А когда танцевала русскую, чтоб не уступить Преображенской, поражавшей Петербург, то знатоки говорили:

- Вот видите, не хуже ее на пятачке танцует!

Пятачок был, разумеется, символом и означал, что настоящая балерина может всю гамму своего искусства развернуть и показать на столь ничтожном пространстве, что его можно и на пятачке уместить.

Потрясали сердца Вера Коралли и сталелитейный, пружинистый Мордкин в "Жизели".

И всё же лавры Петербургского балета не давали спать московским примадоннам, и не им одним.
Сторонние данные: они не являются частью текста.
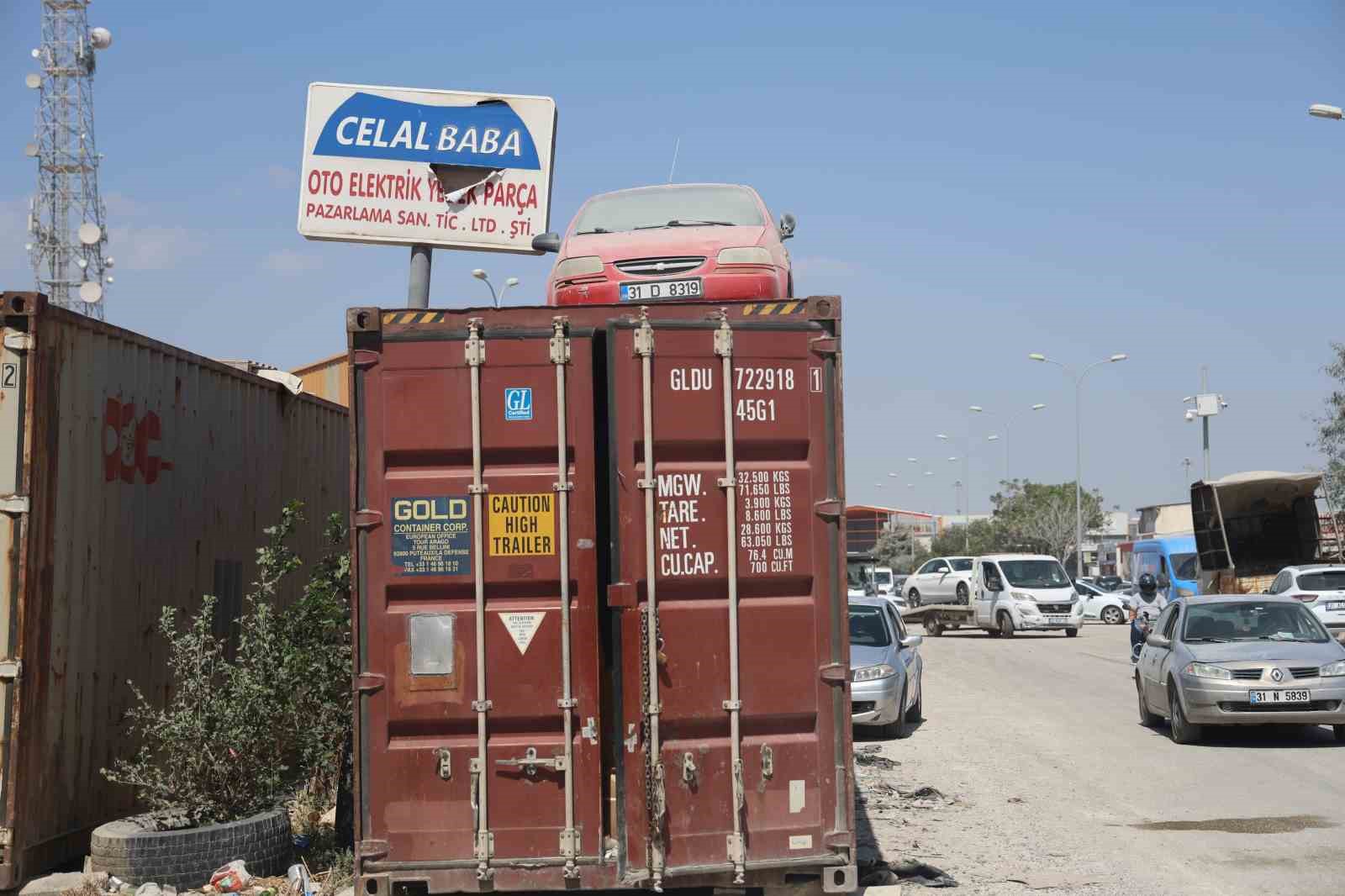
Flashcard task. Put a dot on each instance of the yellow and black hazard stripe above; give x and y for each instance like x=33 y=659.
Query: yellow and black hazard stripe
x=414 y=316
x=762 y=308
"Умирающий лебедь" в исполнении Павловой считался шедевром непревзойдённым, а те, кто видел Кшесинскую в "Коппелии", считали, что настоящим балетоманам место не в Москве, а в Петербурге.

Грызли ногти и молодые корифеи.

Уже творил чудеса Сергей Павлович Дягилев, и всходила на невском небосклоне новая звезда - Вацлав Нижинский.

Свет ее был ослепителен, и сияния невиданного.

Но, волнуя сердца и ослепляя взоры, он и сам горел синим пламенем, беспощадным и испепеляющим.

В ореоле молодой славы, в воздушной лёгкости движений и полётов, в отрыве от земли, во всём этом безмерном вознесении - была какая-то мечта и обречённость.

Недаром сказано:

Не так ли я, сосуд скудельный,

Дерзаю на запретный путь,

Стихии чуждой, запредельной,

Стремясь хоть каплю зачерпнуть?!

В словах Фета был не только эпиграф, в них была и эпитафия.

"Дерзаю на запретный путь" - таково было предназначение Нижинского.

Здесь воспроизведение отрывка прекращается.